User Vocabulary Definition

The code begins by defining a list of legal terms that should be treated as single tokens rather than being broken down into subwords:
user_vocab = ["plaintiff", "defendant", "MSA", "Rule", "Section", "12(b)(6)"]

Training Data Augmentation

The code uses a clever technique to ensure these special terms are preserved as single tokens:

  • It creates a new augmented training file ("data/legal_aug.txt")
  • Writes 200 lines containing just the user vocabulary terms
  • Appends the original corpus to this augmented file

This technique effectively increases the frequency of these terms in the training data, making it more likely that the BPE algorithm will keep them as single tokens.

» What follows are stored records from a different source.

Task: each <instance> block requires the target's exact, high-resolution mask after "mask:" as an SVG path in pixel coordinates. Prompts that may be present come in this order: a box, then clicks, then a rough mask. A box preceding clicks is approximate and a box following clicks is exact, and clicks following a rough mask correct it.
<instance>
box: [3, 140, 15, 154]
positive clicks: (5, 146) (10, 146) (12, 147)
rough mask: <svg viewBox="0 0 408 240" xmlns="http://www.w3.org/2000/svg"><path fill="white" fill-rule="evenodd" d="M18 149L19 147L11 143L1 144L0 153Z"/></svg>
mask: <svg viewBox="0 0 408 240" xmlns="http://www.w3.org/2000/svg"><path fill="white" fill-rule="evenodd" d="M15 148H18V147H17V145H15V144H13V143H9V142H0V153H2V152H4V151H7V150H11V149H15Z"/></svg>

Tokenizer Configuration and Training

The code then creates and configures a new BPE tokenizer:

  • Initializes a BPE tokenizer with an unknown token "[UNK]"
  • Sets a whitespace pre-tokenizer that splits on spaces
  • Sets NFKC normalization for Unicode character normalization
  • Configures a BPE trainer with:
    • vocab_size=900 (limits vocabulary to 900 tokens)
    • min_frequency=1 (includes tokens that appear at least once)
    • special_tokens=["[PAD]", "[UNK]", "[BOS]", "[EOS]"] (adds special tokens for padding, unknown, beginning of sequence, and end of sequence)
  • Trains the tokenizer on the augmented corpus using line_iter functionTesting the Tokenizer

Finally, the code tests whether the user vocabulary terms are preserved as single tokens by encoding a test sentence and printing the resulting tokens:
print(bpe_tok2.encode("The MSA and Section 2.3 apply under Rule 12(b)(6).").tokens)

This technique is particularly valuable for domain-specific tokenizers where preserving specialized terminology improves model understanding of the domain content.

If you need strict control, SentencePiece supports user defined symbols via --user_defined_symbols= in training.